Die weißen Strümpfe zum Fest
Sein Weihnachtsbaum ist pompös, geschmackvoll ist er nicht. Ich bin erst das zweite Mal hier, Claire geht inzwischen ein und aus. Der erste Weihnachtstag unter Freunden, seinen, ich kenne nicht ein Gesicht. Meine Frau in weißen Kniestrümpfen, grünen Chucks und rotem Kleid. Mark im Dreiteiler, ich im weißen Hemd.

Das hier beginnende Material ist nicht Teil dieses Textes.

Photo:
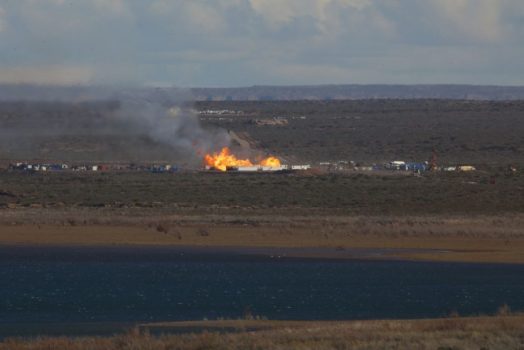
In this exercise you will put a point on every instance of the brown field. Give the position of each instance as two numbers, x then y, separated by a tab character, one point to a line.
497	332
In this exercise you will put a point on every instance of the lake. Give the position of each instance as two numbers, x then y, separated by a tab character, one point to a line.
42	286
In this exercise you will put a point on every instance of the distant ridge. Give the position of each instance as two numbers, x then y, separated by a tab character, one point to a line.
262	93
341	92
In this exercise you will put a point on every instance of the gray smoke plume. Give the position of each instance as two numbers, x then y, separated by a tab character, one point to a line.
103	124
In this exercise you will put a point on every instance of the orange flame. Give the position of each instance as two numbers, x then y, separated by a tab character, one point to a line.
225	159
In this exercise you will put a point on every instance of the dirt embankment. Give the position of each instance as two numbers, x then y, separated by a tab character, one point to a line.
467	239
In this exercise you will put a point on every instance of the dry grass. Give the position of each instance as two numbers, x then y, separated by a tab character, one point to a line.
500	332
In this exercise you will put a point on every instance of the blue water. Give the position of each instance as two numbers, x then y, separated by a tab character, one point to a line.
65	288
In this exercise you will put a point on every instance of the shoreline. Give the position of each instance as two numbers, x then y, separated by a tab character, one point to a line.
295	241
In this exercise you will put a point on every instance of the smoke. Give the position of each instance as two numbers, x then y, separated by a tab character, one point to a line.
167	116
103	124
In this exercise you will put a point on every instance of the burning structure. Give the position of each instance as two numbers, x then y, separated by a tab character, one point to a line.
226	161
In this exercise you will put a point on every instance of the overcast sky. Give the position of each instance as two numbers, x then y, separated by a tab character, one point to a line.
254	42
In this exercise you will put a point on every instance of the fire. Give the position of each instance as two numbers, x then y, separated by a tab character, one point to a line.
270	161
225	159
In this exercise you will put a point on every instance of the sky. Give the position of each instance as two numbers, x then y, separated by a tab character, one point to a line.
214	43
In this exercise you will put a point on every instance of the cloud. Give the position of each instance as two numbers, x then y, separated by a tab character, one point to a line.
46	75
231	42
3	23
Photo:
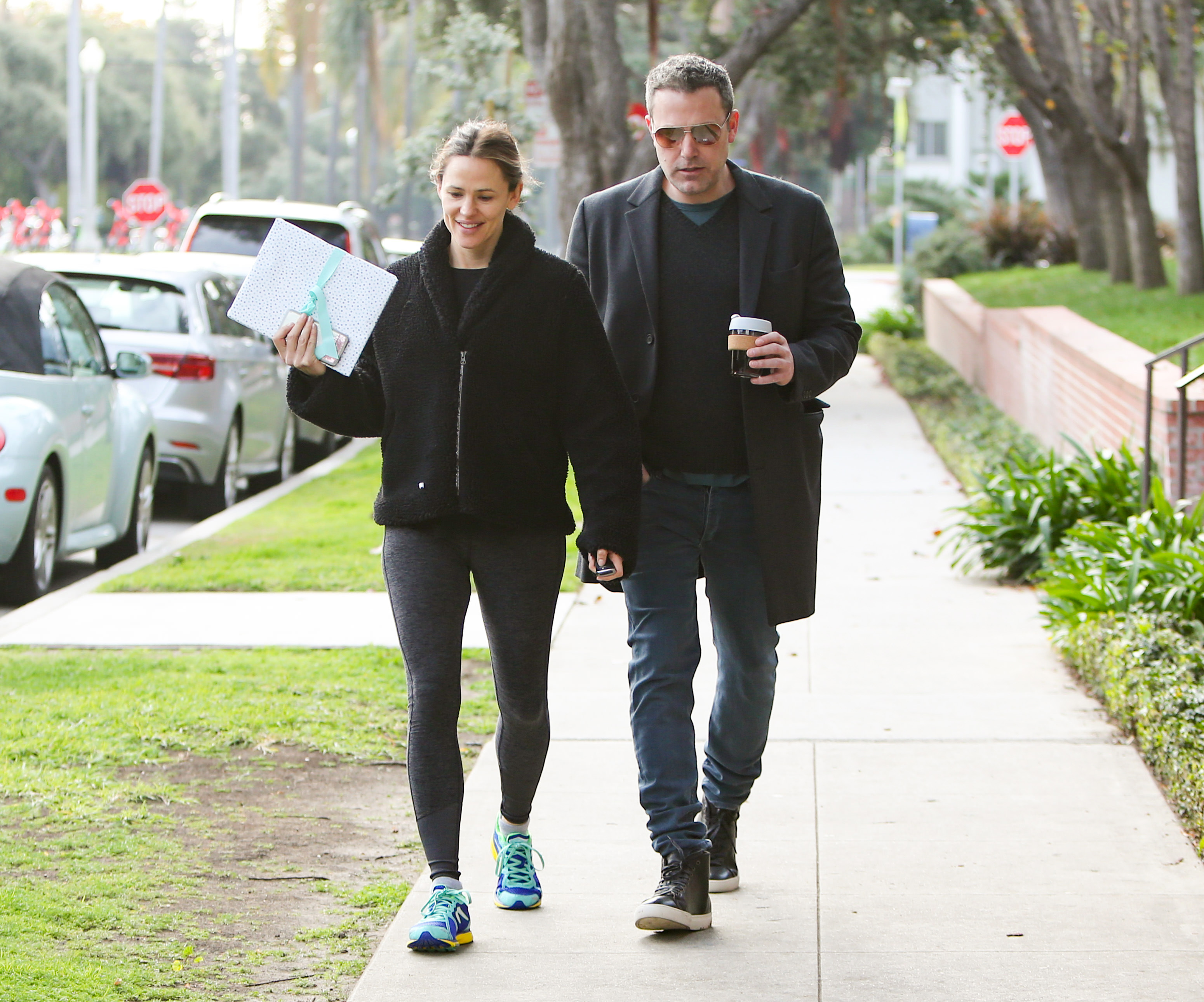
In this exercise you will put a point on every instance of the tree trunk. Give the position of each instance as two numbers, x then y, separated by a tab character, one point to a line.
1176	63
1058	185
574	45
1143	237
1044	79
1083	181
1112	214
587	82
764	32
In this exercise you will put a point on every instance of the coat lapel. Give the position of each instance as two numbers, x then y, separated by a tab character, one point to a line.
435	273
642	228
755	226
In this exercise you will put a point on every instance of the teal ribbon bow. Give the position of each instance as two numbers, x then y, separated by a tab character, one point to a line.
316	306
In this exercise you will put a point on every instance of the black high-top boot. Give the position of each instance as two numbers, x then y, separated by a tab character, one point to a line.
722	831
681	901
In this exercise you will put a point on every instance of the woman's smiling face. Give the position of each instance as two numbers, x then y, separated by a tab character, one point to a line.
475	198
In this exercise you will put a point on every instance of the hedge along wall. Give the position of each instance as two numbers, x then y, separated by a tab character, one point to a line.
1059	375
1152	680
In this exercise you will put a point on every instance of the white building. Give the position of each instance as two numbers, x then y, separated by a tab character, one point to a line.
952	136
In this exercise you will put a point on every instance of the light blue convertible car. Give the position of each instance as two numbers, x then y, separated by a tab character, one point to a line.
77	447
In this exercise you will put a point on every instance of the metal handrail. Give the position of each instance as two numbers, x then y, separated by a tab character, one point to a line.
1187	380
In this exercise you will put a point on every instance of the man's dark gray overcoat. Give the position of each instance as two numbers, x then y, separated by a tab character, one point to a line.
790	275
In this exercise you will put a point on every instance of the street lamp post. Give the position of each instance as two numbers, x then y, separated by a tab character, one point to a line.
231	111
92	62
75	139
898	89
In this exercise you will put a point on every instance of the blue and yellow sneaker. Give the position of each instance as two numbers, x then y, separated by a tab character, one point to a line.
518	887
445	925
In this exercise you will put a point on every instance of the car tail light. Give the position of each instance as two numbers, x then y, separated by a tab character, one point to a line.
183	366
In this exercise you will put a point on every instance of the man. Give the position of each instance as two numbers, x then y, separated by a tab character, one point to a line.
732	467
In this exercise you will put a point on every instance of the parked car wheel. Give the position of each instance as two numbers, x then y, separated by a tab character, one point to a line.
28	575
141	510
210	499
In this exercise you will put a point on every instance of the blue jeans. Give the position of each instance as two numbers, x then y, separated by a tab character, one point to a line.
681	527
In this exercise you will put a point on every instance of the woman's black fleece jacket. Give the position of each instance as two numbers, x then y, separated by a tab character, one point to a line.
480	412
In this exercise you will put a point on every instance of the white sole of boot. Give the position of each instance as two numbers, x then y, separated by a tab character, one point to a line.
664	918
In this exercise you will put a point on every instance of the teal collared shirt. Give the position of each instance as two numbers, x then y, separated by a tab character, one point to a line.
702	213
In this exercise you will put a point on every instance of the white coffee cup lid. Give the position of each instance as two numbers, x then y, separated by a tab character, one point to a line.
750	323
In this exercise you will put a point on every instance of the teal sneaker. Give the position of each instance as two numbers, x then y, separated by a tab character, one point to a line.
445	925
518	887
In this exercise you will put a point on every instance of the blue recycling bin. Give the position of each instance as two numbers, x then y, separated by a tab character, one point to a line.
919	225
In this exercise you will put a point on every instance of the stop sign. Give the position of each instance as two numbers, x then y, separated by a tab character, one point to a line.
1013	135
146	200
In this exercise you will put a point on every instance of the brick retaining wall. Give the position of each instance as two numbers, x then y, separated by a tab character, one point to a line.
1059	375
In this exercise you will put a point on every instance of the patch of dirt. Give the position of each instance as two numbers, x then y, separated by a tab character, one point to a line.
281	829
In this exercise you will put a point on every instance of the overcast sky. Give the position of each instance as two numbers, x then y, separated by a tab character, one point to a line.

Schon bald höre ich »Du bist also Claire!«, schon bald sehe ich, wie sie mich fixieren.Das Essen ist okay, aber reichlich. Mark schickt mich in die Küche, Wein und Wasser holen, ein ums andere Mal. Ich erröte und diene. Mit zittriger Hand. Claire plaudert, hat ein Publikum, ist entzückend, eloquent. Irgendwann spricht Claus, 53, mit lauter Stimme, über alle anderen hinweg. Um elf Uhr zwei unterbricht er Gespräche, schaut mich an, redet los: »Dieses Cuckold-Ding kannte ich gar nicht. Und es macht dir also gar nichts aus, wenn er sie fickt?" Ich blicke zu Boden, mein Mund geöffnet, doch es kommt einfach kein Ton. Birgit, seine Frau, unterbricht die Stille, weich und freundlich, offenes Gesicht. »In der nächsten Runde gibst du ihm bitte Wasser! Gil, es tut mir leid.«
Momente des Sammelns, der eine zupft an seinem Ärmel, die nächste sortiert das vor ihr liegende Besteck. Claire erhebt sich, streicht ihr Kleid nach unten, zupft die weißen Strümpfe zurück über die Knie. Kein Auge woanders, auch mein Blick ganz bei ihr. Ihr Weg zu Mark fast in Zeitlupe, die ausgestreckte Hand, ihr leichtes Nicken Richtung Flur. Schon stehen sie im Türrahmen, Hand in Hand wie ein Paar. Claire lächelt, schaut Claus an, Mark zieht sie zu sich, hält sie umarmt. »Claus, du verdienst eine Antwort. Mein Mann schweigt. Ich finde das total süß. Du nicht auch? Aber gut, wie wär's, wenn du ihn einfach beobachtest. Entschuldigt uns kurz, wir sind bestimmt gleich zurück.« Vor unseren Augen verschwinden sie gemeinsam. Wir schweigen weiter. Bis kurz vor zwölf.